A judge held New South Carolina’s abortion law pending review by the state Supreme Court

South Carolina’s new law banning most abortions at about six weeks will not yet go into effect, after a judge temporarily halted its implementation, pending review by the state Supreme Court.

Judge Clifton Newman ruled about 24 hours after Governor Henry McMaster signed the bill into law. The decision means South Carolina’s previous ban after about 20 weeks of fertilization continues for the time being.

“The status quo must be maintained until the Supreme Court reviews its decision,” Newman said. “It will end there.”

the The law was issued Tuesday By the General Assembly is similar to the ban on abortion once heart activity is detected that lawmakers passed in 2021.

The state supreme court decided in a 3-2 ruling that the 2021 law violated the state constitution’s right to privacy. Legislative leaders said the new law made technical amendments that would influence at least one justice to change his mind, and the writer of the January ruling has since retired.

The law went into effect as soon as it was signed and Planned Parenthood immediately sued, saying it had put South Carolina abortion clinics into limbo with canceled appointments from patients in their pregnancies, and doctors had to review the new regulations carefully.
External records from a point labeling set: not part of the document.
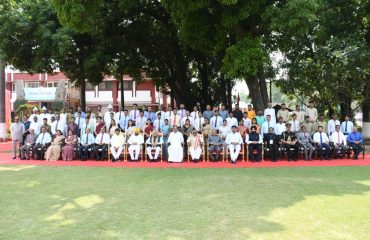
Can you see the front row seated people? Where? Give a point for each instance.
(254, 141)
(321, 139)
(135, 143)
(234, 141)
(195, 142)
(154, 142)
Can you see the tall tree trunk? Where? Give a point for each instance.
(263, 86)
(122, 89)
(255, 93)
(83, 95)
(2, 101)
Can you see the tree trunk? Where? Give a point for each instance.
(263, 86)
(2, 101)
(83, 95)
(122, 92)
(255, 93)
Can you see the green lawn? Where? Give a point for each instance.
(116, 203)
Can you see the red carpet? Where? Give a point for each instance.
(6, 158)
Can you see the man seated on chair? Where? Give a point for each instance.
(42, 143)
(304, 138)
(175, 149)
(215, 144)
(116, 144)
(355, 141)
(340, 142)
(135, 141)
(289, 140)
(154, 142)
(101, 144)
(254, 141)
(195, 142)
(272, 142)
(29, 142)
(322, 141)
(234, 141)
(87, 143)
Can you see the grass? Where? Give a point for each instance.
(117, 203)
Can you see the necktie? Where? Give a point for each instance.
(338, 138)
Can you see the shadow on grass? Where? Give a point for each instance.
(102, 203)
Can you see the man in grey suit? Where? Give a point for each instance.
(304, 138)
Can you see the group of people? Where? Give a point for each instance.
(176, 132)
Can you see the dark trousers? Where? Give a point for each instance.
(103, 148)
(273, 151)
(320, 150)
(84, 151)
(251, 148)
(39, 154)
(292, 154)
(357, 149)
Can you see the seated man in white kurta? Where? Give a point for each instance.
(135, 141)
(154, 142)
(195, 142)
(234, 140)
(117, 141)
(175, 149)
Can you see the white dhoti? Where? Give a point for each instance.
(234, 151)
(175, 153)
(195, 153)
(116, 153)
(149, 151)
(134, 151)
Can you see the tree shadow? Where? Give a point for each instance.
(106, 203)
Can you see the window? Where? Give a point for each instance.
(32, 84)
(52, 84)
(127, 85)
(105, 86)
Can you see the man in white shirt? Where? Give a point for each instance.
(187, 116)
(135, 144)
(254, 141)
(322, 141)
(296, 125)
(231, 121)
(332, 123)
(340, 141)
(198, 122)
(347, 126)
(87, 143)
(58, 124)
(134, 113)
(36, 125)
(311, 111)
(216, 121)
(117, 142)
(300, 114)
(42, 143)
(175, 149)
(234, 141)
(175, 119)
(154, 142)
(102, 141)
(270, 111)
(266, 125)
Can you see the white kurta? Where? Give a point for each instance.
(175, 150)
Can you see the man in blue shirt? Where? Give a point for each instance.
(355, 140)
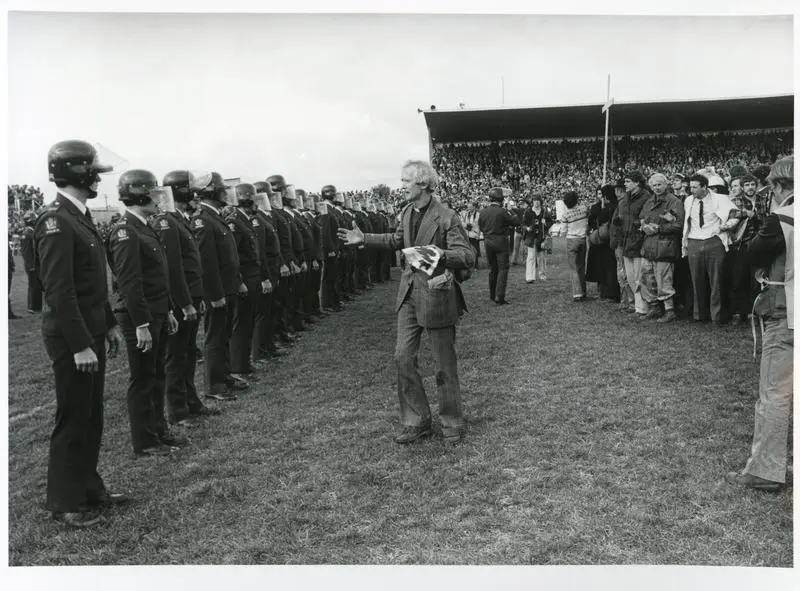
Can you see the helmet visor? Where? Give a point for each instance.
(162, 196)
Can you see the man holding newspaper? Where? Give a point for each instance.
(438, 257)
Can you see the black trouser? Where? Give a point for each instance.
(348, 270)
(330, 283)
(34, 291)
(377, 265)
(741, 282)
(216, 346)
(476, 246)
(279, 306)
(497, 256)
(362, 268)
(684, 290)
(244, 321)
(264, 333)
(179, 364)
(314, 280)
(146, 382)
(72, 478)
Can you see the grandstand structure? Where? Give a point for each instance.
(583, 122)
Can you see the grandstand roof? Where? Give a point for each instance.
(686, 116)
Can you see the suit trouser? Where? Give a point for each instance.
(330, 281)
(244, 322)
(576, 258)
(264, 333)
(180, 363)
(476, 246)
(497, 257)
(532, 263)
(633, 274)
(706, 258)
(516, 255)
(34, 292)
(771, 431)
(743, 286)
(313, 280)
(216, 345)
(146, 383)
(362, 268)
(626, 295)
(72, 478)
(414, 408)
(656, 283)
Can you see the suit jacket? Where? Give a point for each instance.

The abortion rights group said the new law is so similar to the old one that clinics and women seeking treatment would be harmed if it were allowed to remain in effect until a full judicial review.

The majority opinion in the state Supreme Court ruling overturning the 2021 law said that although lawmakers have the power to protect life, the privacy clause of the state constitution ultimately gives women time to decide whether or not they want to have an abortion. I do not know that they are pregnant after six weeks of pregnancy.
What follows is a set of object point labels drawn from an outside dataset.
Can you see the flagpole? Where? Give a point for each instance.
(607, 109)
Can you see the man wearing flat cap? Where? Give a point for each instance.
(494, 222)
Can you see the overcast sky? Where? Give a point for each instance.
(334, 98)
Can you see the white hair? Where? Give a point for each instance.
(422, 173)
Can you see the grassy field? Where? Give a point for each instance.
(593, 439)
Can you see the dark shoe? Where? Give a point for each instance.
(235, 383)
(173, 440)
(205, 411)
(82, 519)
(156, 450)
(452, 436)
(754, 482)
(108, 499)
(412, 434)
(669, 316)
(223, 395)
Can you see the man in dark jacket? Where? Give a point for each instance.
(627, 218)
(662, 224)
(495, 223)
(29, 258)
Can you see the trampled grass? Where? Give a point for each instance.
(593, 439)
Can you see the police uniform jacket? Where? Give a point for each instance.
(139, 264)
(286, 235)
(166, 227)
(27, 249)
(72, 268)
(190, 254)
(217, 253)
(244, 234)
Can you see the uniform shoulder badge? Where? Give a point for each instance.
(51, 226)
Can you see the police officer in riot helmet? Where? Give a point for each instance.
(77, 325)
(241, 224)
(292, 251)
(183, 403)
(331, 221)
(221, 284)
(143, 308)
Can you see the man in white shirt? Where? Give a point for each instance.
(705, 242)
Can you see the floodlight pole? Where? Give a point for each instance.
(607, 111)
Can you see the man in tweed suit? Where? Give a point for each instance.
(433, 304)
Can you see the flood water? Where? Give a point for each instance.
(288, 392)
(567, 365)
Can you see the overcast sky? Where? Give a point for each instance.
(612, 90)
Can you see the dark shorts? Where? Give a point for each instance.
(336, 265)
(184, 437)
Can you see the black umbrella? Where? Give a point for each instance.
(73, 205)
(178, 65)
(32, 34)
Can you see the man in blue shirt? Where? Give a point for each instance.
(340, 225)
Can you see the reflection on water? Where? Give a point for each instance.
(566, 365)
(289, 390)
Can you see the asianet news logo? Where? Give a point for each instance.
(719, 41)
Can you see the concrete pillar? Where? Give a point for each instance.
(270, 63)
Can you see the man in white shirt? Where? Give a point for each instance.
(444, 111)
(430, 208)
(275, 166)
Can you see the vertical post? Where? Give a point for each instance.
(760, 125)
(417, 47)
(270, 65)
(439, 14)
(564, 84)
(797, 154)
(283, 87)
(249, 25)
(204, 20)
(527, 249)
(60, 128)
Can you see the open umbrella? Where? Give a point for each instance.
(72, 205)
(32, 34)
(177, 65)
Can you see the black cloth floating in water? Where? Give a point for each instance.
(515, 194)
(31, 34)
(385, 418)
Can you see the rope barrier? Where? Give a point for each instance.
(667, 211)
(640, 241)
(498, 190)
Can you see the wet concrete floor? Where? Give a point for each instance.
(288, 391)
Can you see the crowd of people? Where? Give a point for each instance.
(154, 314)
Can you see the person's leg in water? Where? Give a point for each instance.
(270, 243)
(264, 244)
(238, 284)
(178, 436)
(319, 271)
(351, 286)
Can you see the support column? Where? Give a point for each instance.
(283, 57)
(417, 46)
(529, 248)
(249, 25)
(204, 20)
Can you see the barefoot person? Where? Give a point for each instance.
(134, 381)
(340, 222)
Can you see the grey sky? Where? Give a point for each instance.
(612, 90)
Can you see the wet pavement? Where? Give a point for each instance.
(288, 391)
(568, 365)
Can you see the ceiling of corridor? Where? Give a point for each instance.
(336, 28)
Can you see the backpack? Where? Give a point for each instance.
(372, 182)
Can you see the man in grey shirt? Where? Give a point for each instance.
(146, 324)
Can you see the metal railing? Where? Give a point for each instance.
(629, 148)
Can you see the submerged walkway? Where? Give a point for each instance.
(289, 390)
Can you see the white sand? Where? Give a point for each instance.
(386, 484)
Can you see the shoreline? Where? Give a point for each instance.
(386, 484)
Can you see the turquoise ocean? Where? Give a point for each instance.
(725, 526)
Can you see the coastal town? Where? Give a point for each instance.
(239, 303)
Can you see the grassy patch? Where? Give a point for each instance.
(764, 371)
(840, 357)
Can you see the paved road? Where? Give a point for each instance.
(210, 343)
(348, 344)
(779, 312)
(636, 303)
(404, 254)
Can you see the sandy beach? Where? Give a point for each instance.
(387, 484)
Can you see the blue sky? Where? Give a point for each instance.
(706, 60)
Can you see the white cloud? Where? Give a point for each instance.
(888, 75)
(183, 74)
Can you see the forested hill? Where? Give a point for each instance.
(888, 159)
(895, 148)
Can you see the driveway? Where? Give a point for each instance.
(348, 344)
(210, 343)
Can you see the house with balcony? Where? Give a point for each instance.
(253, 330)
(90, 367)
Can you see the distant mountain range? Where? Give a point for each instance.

Judge Kay Hearn wrote the opinion. She has since had to retire because she turned 72 and has been replaced by a man, making South Carolina the only Supreme Court in the country without a woman on the bench.
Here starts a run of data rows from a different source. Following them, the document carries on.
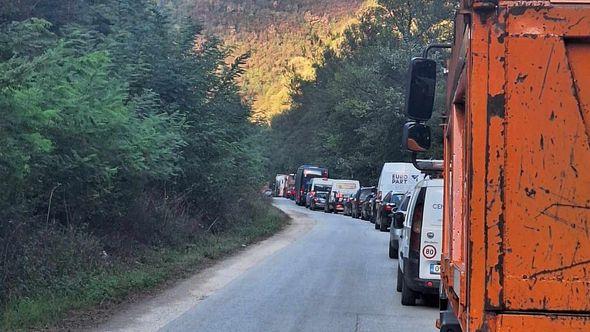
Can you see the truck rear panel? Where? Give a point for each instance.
(517, 252)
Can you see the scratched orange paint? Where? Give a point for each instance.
(516, 251)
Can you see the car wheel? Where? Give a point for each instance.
(392, 251)
(408, 295)
(399, 280)
(382, 226)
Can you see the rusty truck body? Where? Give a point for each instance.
(516, 237)
(517, 167)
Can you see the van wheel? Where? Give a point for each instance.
(399, 280)
(382, 226)
(392, 252)
(408, 295)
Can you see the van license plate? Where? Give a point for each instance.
(434, 268)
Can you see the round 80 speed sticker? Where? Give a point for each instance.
(429, 251)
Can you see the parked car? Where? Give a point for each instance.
(358, 199)
(385, 208)
(318, 201)
(418, 270)
(317, 185)
(394, 233)
(340, 189)
(367, 207)
(395, 177)
(348, 204)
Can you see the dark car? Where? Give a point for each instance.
(384, 210)
(348, 204)
(358, 200)
(318, 201)
(335, 202)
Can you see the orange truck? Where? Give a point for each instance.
(516, 237)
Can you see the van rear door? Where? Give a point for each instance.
(431, 235)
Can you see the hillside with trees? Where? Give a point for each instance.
(121, 142)
(350, 117)
(284, 40)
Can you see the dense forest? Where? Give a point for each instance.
(284, 39)
(121, 137)
(349, 118)
(135, 142)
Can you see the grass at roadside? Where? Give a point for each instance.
(115, 284)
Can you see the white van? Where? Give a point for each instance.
(397, 178)
(420, 242)
(317, 186)
(281, 185)
(340, 189)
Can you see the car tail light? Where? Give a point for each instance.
(417, 221)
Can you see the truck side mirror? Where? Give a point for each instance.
(421, 89)
(398, 220)
(416, 137)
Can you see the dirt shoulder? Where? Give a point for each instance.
(153, 313)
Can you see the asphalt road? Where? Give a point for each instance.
(337, 277)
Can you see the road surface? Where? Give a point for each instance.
(336, 277)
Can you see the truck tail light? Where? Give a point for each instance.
(417, 221)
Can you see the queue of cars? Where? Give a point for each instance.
(405, 202)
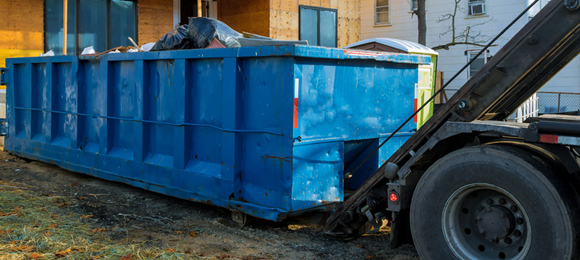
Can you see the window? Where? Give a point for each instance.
(477, 64)
(414, 6)
(102, 24)
(381, 11)
(318, 26)
(475, 7)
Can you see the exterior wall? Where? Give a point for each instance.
(285, 19)
(280, 19)
(498, 14)
(155, 19)
(246, 16)
(21, 33)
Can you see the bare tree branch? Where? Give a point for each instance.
(468, 36)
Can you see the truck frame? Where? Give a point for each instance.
(469, 185)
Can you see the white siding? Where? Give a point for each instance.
(499, 13)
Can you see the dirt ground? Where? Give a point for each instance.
(155, 220)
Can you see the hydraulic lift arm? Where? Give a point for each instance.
(531, 58)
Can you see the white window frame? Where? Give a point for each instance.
(413, 6)
(388, 6)
(469, 53)
(471, 3)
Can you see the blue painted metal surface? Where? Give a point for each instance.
(268, 131)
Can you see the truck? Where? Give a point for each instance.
(468, 184)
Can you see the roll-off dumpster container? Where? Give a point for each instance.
(268, 131)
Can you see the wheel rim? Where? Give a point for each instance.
(484, 221)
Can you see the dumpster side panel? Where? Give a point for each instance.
(215, 126)
(267, 158)
(341, 104)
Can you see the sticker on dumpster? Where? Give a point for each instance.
(416, 97)
(296, 91)
(361, 53)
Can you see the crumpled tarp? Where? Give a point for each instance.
(198, 34)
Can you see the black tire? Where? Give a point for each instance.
(550, 207)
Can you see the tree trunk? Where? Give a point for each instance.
(422, 24)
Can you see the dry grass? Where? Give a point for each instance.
(33, 226)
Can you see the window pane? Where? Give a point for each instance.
(122, 23)
(309, 25)
(383, 17)
(382, 2)
(93, 24)
(328, 28)
(54, 26)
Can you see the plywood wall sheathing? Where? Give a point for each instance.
(285, 20)
(246, 16)
(155, 19)
(22, 24)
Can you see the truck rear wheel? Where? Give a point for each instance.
(494, 202)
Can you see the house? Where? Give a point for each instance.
(476, 21)
(35, 26)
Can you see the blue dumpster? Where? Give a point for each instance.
(268, 131)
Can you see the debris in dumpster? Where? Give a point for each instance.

Changes in the new law are directed at another justice in the majority, John Fu, who wrote his own opinion saying the 2021 law was poorly written because lawmakers have not shown it has done any work to determine whether six weeks is enough for a woman to know she is pregnant.

A few suggested that he would have found a complete ban on abortion constitutionally more stringent, saying that if the fetus had all human rights, the ban would be like child abuse or rape laws that do not violate privacy rights.

The new law includes exceptions for fatal fetal abnormalities, patient life and health, and rape or incest for up to 12 weeks. The doctors could face criminal charges of up to two years in prison and a $10,000 fine.

Most Southern states enacted stricter abortion laws in the past year, and abortion opponents said that’s why South Carolina has seen a sharp increase in the number of abortions performed and patients out-of-state.

Abortion is prohibited or severely restricted in much of the South, including bans throughout pregnancy in Alabama, Arkansas, Kentucky, Louisiana, Mississippi, Oklahoma, Tennessee, Texas, and West Virginia. In Georgia, this is only allowed for the first six weeks.

Most abortions after 12 weeks of gestation will be banned in North Carolina starting July 1 after the state’s Republican-controlled legislature successfully overridden a Democratic governor’s veto earlier this month.